As happens, Sorkin wrote the updated script for a reworking of the 1960 musical “Camelot,” a reboot now playing at Lincoln Center in New York. Camelot would become a reference to the presidency of John F. Kennedy and what many believed were happier times in America.
The writers of “The West Wing” did foresee the social and racial divisions to come. Against the advice of his aides, Latino presidential candidate Matt Santos (Jimmy Smits) speaks at a Black church shortly after a 12-year-old African American boy is shot and killed by a Latino police officer.
“I try to find compassion,” he tells the congregation, “compassion for the people I blame, compassion for the people I don’t understand. Compassion.”
“Blame,” he added, “will bring us more violence, and we’ve had enough of that.”
When Santos finishes, the parishioners stand and applaud.

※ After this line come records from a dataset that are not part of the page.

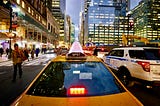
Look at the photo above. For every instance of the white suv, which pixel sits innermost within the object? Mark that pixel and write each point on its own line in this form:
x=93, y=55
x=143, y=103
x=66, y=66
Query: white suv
x=140, y=63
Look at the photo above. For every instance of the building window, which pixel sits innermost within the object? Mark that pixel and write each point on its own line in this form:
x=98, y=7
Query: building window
x=23, y=4
x=29, y=9
x=39, y=18
x=18, y=1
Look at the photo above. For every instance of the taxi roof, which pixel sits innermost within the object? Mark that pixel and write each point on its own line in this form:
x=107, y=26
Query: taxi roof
x=88, y=58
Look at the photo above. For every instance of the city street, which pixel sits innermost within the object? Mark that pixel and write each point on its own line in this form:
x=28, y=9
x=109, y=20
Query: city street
x=10, y=91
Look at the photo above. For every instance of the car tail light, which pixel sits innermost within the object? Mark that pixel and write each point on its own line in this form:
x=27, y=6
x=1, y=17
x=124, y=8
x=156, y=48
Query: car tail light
x=145, y=65
x=77, y=91
x=102, y=49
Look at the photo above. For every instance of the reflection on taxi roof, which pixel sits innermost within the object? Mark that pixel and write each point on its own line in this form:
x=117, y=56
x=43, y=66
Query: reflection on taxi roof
x=57, y=79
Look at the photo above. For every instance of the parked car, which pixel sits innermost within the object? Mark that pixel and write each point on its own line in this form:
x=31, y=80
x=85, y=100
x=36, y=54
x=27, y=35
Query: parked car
x=140, y=64
x=76, y=80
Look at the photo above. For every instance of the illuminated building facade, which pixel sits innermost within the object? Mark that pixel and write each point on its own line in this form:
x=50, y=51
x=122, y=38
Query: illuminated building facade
x=147, y=19
x=106, y=21
x=58, y=11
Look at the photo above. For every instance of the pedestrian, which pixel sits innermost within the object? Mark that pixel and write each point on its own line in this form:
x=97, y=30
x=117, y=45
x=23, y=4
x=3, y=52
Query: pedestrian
x=17, y=58
x=7, y=51
x=37, y=52
x=26, y=53
x=32, y=53
x=95, y=51
x=1, y=52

In today’s toxic politics, when was the last time you heard a politician talk about compassion and forgiveness?
A new Gallup Poll measures the growing gap between Republicans and Democrats, red states and blue states. On issues such as free trade, abortion, immigration and taxation, there’s now a much more dramatic divide than existed 20 years ago.
Republican Rep. Marjorie Taylor Greene of Georgia — no John Seymour — recently suggested it was time for the country to get a divorce. “We need to separate the red states and blue states,” she said.
In a country beset by anger and exhaustion, Americans are left to decide. Will we become red states and blue states going their separate ways?